Em todo o ano de 2007, tinham sido 19 transações, de acordo com levantamento feito pela consultoria KPMG. Para os estudantes, os novos negócios podem significar mensalidades mais baixas e melhor estrutura.

Esse crescimento fez com que, pela primeira vez, o número de aquisições na área de ensino superior fosse quantificado. Até então, eles se enquadravam na pesquisa da KPMG na categoria de "outros". Apenas as áreas de tecnologia de informação e de alimentos/bebidas/cigarros tiveram mais aquisições que a educação brasileira.

O quadro foi motivado principalmente pela abertura de capital recente de quatro grupos educacionais: Anhanguera, do interior de São Paulo, Kroton, conhecida pelo sistema de ensino Pitágoras, Estácio, do Rio, e SEB, proprietária do COC. Foram eles os responsáveis por quase todas as aquisições.

"Além de terem mais dinheiro, porque captaram recursos com venda das ações, a aquisição de novas unidades e o crescimento fazem parte do compromisso assumido durante a abertura de capital", diz o sócio da KPMG e responsável pela pesquisa, Luís Motta. Os quatro grupos educacionais juntos têm quase 800 mil do total de 3,4 milhões de alunos do ensino superior privado - 23,5%.

Um mercado mais concentrado deve ser a principal característica do setor daqui para frente, garantem especialistas.
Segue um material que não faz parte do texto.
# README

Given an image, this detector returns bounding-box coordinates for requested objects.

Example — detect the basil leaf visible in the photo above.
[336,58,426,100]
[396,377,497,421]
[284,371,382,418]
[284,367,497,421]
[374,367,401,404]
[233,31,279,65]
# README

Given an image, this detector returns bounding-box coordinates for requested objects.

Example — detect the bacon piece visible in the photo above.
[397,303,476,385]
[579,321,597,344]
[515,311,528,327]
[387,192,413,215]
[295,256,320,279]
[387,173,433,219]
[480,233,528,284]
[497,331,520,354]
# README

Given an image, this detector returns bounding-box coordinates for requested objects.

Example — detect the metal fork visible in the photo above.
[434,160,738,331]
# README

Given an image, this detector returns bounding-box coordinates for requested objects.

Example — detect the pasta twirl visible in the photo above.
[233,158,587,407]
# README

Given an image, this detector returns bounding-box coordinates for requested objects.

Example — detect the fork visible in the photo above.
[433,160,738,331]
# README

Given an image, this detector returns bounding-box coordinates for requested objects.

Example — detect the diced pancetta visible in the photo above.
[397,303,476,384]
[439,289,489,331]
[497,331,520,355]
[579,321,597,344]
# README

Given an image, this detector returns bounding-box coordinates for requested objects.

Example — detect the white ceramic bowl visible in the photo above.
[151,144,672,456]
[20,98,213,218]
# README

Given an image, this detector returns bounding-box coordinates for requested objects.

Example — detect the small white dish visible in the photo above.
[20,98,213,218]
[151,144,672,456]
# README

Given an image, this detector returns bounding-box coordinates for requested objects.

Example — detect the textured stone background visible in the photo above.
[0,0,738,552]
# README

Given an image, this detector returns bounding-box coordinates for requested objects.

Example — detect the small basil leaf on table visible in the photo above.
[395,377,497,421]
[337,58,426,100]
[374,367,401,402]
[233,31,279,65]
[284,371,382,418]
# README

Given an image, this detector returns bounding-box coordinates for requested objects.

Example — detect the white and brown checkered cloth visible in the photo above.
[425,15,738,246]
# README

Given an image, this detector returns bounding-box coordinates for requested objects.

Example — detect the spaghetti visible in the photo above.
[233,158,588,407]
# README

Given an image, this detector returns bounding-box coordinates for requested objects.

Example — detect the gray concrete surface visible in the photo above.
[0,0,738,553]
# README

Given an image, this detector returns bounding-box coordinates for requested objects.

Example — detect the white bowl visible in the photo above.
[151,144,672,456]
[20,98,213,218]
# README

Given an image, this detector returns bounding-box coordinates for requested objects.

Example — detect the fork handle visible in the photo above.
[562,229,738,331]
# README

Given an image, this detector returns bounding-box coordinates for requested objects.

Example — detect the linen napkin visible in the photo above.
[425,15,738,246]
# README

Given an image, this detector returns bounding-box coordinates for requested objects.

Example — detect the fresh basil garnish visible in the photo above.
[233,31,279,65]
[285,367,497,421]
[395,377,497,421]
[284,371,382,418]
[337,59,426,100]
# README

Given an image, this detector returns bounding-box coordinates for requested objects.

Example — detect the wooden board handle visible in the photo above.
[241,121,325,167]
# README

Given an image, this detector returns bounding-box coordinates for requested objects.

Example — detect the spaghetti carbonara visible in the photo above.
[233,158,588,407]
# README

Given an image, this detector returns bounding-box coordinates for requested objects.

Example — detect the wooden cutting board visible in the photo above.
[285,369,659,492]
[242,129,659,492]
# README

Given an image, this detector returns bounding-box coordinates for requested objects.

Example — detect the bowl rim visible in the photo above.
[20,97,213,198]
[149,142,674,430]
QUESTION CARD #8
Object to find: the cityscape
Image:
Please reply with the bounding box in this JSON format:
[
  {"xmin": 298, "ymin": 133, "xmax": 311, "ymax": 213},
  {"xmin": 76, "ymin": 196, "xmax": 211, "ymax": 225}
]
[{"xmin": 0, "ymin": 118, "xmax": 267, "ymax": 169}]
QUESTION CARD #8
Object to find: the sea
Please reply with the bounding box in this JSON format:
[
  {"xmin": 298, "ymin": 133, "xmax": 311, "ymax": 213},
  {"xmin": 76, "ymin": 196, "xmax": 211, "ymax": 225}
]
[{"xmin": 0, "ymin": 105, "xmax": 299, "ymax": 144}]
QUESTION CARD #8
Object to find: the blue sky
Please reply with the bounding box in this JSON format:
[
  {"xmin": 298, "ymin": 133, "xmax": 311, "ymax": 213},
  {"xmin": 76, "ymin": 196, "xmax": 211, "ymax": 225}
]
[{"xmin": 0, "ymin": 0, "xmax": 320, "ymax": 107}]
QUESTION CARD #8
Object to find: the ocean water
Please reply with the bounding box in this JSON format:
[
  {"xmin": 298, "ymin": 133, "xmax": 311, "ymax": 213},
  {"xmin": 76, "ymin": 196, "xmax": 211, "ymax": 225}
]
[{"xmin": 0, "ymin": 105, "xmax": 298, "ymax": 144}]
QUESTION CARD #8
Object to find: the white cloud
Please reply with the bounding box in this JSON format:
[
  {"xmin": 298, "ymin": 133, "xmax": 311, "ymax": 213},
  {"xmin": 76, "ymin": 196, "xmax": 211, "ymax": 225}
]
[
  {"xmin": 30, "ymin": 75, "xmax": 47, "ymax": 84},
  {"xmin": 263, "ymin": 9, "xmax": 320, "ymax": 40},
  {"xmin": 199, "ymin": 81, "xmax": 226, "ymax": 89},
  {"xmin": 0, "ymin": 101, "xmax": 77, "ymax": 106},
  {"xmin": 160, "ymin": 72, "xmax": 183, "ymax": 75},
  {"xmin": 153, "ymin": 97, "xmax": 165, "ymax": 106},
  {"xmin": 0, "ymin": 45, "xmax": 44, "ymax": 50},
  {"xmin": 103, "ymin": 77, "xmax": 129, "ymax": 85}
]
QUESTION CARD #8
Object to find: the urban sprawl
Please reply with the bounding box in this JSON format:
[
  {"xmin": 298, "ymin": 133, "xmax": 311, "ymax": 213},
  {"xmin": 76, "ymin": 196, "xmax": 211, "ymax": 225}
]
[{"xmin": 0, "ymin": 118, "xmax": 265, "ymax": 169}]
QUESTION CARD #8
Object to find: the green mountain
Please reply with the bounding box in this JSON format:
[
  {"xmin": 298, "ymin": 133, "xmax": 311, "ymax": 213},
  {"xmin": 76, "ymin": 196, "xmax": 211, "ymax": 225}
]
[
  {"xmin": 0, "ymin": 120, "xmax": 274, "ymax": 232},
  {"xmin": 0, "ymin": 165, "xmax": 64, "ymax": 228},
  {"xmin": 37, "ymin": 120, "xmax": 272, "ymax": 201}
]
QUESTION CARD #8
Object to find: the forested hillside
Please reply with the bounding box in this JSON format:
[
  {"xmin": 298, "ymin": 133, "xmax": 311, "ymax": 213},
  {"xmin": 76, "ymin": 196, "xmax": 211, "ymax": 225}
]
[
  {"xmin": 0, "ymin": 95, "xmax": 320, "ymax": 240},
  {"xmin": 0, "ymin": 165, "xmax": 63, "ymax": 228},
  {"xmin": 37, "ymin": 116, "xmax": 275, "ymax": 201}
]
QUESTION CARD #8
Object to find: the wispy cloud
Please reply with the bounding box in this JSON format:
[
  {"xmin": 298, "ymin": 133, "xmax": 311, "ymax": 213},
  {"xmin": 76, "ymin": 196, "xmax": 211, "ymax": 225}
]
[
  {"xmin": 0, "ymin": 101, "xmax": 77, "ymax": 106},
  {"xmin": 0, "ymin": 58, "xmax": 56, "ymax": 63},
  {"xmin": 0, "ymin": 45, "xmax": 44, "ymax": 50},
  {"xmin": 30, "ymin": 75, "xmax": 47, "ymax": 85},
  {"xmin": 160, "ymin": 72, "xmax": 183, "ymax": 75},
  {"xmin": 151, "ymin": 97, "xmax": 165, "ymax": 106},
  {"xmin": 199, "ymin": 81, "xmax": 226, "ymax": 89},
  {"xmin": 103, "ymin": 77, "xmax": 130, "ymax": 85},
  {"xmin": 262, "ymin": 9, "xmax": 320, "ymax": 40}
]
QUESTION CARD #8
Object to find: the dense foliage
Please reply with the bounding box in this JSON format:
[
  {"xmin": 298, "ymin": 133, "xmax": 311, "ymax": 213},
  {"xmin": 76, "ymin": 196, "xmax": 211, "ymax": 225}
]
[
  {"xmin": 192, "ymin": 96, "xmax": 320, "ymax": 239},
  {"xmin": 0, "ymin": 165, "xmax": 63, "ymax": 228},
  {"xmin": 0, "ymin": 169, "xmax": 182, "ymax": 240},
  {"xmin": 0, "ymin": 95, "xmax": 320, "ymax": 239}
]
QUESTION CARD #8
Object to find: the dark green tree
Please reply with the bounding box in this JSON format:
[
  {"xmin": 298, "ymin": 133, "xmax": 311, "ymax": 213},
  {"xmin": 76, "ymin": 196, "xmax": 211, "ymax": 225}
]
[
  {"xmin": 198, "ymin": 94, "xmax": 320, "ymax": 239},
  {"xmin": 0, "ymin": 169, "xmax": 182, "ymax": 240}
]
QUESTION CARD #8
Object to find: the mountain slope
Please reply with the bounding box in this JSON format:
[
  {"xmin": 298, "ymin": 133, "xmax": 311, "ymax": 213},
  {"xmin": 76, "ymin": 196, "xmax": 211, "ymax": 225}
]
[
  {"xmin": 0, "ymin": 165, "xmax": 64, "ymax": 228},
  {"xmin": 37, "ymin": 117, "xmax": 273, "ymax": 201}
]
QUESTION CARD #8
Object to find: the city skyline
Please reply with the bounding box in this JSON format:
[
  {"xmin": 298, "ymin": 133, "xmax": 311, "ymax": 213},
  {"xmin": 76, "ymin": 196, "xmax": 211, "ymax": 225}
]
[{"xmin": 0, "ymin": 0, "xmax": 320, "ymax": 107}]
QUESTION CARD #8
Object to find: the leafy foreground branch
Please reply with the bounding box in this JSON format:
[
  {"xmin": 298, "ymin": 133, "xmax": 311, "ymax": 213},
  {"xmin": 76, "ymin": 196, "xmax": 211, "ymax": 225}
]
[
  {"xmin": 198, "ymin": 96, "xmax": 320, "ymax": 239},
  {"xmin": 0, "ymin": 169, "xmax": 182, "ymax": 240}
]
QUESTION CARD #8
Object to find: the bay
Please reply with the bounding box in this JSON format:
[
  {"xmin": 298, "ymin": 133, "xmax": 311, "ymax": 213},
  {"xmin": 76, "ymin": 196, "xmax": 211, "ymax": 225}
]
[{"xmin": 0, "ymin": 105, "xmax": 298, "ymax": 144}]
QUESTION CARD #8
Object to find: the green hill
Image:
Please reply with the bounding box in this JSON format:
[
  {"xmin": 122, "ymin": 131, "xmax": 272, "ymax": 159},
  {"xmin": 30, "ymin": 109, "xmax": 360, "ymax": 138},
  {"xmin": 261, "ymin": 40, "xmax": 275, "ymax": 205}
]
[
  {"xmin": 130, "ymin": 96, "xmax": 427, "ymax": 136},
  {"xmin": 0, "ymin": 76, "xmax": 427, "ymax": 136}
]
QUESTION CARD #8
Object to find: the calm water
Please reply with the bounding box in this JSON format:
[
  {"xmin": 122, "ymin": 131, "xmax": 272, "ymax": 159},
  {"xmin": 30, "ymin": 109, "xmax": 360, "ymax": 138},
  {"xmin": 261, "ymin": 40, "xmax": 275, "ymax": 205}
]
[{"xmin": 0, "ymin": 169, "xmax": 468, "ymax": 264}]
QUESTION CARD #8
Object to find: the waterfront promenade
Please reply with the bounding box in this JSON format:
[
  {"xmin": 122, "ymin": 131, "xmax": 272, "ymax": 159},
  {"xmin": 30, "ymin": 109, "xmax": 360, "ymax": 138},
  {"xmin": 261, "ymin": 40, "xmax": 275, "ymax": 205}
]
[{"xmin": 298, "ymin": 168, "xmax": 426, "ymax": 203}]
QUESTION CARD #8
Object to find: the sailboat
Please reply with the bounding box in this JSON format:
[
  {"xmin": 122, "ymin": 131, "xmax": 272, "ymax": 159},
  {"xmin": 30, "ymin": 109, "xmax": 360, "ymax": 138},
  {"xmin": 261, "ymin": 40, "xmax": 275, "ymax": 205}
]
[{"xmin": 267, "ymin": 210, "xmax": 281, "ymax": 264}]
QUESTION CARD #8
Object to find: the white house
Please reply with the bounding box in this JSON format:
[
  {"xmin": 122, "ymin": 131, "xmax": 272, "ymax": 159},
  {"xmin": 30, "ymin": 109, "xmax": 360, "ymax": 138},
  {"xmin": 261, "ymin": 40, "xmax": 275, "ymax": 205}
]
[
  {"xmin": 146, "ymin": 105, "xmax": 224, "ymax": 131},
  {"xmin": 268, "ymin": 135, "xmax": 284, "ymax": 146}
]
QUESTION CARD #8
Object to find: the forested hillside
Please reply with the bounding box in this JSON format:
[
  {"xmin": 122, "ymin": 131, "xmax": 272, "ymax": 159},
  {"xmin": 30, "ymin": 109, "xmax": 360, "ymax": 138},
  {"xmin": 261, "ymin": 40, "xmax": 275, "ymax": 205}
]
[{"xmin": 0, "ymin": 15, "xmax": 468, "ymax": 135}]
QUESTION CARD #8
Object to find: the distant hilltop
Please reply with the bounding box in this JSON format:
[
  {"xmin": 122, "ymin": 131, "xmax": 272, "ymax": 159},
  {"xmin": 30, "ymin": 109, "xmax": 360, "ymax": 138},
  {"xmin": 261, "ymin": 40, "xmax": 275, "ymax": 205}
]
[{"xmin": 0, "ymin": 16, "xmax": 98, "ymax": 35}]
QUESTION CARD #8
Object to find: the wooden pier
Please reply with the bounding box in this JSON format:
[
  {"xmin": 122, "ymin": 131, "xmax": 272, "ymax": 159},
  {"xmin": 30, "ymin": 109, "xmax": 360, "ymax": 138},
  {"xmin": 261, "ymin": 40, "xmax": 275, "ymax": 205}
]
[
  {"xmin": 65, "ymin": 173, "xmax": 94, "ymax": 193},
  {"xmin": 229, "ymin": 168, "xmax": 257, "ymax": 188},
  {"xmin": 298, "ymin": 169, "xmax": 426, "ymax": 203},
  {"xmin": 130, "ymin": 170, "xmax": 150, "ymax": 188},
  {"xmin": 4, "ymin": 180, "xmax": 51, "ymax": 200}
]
A expectativa da KPMG é de que aumentem as aquisições até o fim do ano. Recentemente, foi divulgada uma proposta pela compra da Universidade Paulista (Unip), mas o negócio não foi fechado.

O ensino superior privado teve um crescimento de 184% em dez anos no número de instituições. As vagas acabaram aumentando mais que a quantidade de alunos dispostos a cursar universidade. E o setor mergulhou numa busca ferrenha por estudantes; a concorrência tem feito instituições pequenas, como as Faculdades Associadas de São Paulo (Fasp), fecharem as portas.

No outro extremo, os grandes grupos se fortalecem. A Anhanguera já aumentou de 17 para 47 unidades. Em cinco anos, o objetivo é chegar a mais de cem."As pequenas faculdades não têm escala para um custo competitivo", diz o vice-presidente de operações do Grupo Pátria, acionista da Anhanguera, Ricardo Scavazza.

Os cerca de 300 cursos oferecidos em dezenas de cidades pelo grupo têm mensalidade média de R$ 400, bem abaixo do mercado. Além disso, os alunos podem comprar livros por preços 20% inferiores, já que a Anhanguera faz acordos com editoras para que produzam exemplares apenas para seus estudantes.

A estimativa é chegar a 1 milhão de exemplares vendidos aos alunos - um negócio atrativo para editoras, que uma faculdade pequena não conseguiria oferecer. Universidades com mais alunos e mais dinheiro também conseguem contratar professores com melhor formação, que recebem salários mais altos. E equipar melhor seus laboratórios e bibliotecas, já que compram produtos em maior quantidade e conseguem preços mais baixos.

No entanto, há educadores que fazem ressalvas a esse movimento, porque acreditam que a educação não pode ser vista como um negócio. Para a especialista da Universidade de Brasília Regina Vinhais, as instituições com capital aberto oferecem cursos segundo as demandas de mercado, e não conforme necessidades da sociedade brasileira.

Não existe legislação específica para negócios na área de educação no País. No caso das fusões e aquisições, as instituições estão sujeitas à lei de concorrência, como qualquer outra empresa. Para abrir o capital, no entanto, a instituição deve se tornar uma Sociedade Anônima (S.A.), portanto, com fins lucrativos. Hoje, 439 das 2.022 existentes no País são filantrópicas, comunitárias ou confessionais (sem fins lucrativos).

Também não há lei que impeça a entrada de capital estrangeiro na educação. Mais de 50% das ações de universidades disponíveis na bolsa foram compradas por investidores de fora do País.